В воскресный день в тот час (между тремя и четырьмя пополудни) никого поблизости не было; соседи по дому, отдыхавшие после обеда, не слышали ни ссоры, ни криков. Убийство было вскоре обнаружено, поскольку преступник и не пытался замести следы. Он оставил дверь полуоткрытой, так что ручеек крови из-под нее тек наружу, пропитывая пыльную землю. В комнате кровь образовала большую лужу у кровати, ею были запачканы матрац и коврик, даже на стене виднелись брызги. Убийца повсюду наоставлял кровавые следы от ног и рук. Убитая лежала на кровати обнаженное (вероятно, для своего «друга», в отличие от клиентов, она раздевалась догола). И хотя в округе было известно, что Сантина благодаря присутствию солдат союзников заработала крупную сумму, денег не нашли ни в одежде, ни в других местах. Когда тело сняли с кровати, под матрацем нашли сумочку: она обычно там ее и держала. Однако, кроме удостоверения личности, ключа от квартиры и использованных трамвайных билетов, в сумочке было только немного мелочи. У убийцы же в момент ареста нашли значительное количество крупных и мелких денежных купюр. Они лежали у него в заднем кармане брюк, аккуратно уложенные в бумажнике «под крокодила», и хотя были потрепанными и грязными, следов крови на них не было. На вопрос, не отнял ли он эти деньги у Сантины, он, в своей обычной манере, притворной и наглой, ответил: «Именно так», хотя на самом деле он получил их из рук Сантины незадолго до убийства. Он не собирался рассказывать о деталях случившегося.
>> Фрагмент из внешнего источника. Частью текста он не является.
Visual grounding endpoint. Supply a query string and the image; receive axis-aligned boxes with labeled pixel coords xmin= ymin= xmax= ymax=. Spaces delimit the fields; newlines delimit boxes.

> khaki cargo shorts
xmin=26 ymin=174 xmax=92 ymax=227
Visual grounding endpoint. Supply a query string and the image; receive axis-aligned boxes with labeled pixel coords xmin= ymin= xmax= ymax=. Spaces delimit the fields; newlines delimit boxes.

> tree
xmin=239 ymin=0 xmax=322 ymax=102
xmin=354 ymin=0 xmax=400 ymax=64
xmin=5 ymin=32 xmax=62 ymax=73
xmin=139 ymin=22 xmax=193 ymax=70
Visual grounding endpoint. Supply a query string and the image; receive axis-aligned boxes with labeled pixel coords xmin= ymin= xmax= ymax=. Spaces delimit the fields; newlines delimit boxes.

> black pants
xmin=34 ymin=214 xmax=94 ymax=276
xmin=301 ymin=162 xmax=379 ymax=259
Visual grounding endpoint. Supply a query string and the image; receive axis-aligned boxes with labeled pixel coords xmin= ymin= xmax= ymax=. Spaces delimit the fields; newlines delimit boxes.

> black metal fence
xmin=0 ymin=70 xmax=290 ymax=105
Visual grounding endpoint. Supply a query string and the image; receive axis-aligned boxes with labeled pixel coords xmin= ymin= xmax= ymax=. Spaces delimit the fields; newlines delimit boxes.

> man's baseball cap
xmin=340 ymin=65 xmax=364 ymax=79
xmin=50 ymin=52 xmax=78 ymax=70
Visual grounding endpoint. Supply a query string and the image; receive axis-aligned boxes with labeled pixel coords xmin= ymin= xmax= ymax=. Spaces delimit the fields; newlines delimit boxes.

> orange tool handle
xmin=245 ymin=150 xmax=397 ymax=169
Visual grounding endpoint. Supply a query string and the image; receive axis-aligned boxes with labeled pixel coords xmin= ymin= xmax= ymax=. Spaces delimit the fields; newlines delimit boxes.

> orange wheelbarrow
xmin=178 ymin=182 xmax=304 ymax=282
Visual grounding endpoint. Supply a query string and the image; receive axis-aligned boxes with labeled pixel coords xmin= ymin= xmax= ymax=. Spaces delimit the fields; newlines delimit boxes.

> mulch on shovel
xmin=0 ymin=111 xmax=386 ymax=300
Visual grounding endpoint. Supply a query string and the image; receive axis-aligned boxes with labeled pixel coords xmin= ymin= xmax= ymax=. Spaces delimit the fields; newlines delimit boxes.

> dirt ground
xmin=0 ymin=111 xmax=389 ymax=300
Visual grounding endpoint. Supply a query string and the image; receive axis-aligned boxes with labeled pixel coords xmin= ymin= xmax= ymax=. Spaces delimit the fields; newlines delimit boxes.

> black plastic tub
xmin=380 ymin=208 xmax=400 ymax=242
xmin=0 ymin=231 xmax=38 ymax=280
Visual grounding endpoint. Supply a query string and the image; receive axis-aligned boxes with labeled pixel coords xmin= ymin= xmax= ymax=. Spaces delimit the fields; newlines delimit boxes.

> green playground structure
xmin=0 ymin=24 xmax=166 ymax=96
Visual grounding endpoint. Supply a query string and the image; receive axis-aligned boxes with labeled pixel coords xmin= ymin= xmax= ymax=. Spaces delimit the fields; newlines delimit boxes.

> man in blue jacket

За исключением бумажника, лежавшего в застегнутом кармане, вся его одежда и руки, также и под ногтями, были перепачканы запекшейся кровью, смешавшейся с потом и пылью. Он и не подумал вымыться, и явился в полицию в одежде, которую надел еще утром: в тонкой льняной розовой рубашке, расстегнутой у ворота, полотняных приспущенных брюках без ремня, летних туфлях на босу ногу. На шее, на цепочке, висел медальон-четырехлистник из зеленой эмали. Он сказал, что после убийства домой не заходил, а отправился, один, в поле за Виа Портуенсе, в направлении Фьюмичино, и там проспал около часа. Из волос у него действительно торчал сухой колосок. Это было в половине восьмого вечера.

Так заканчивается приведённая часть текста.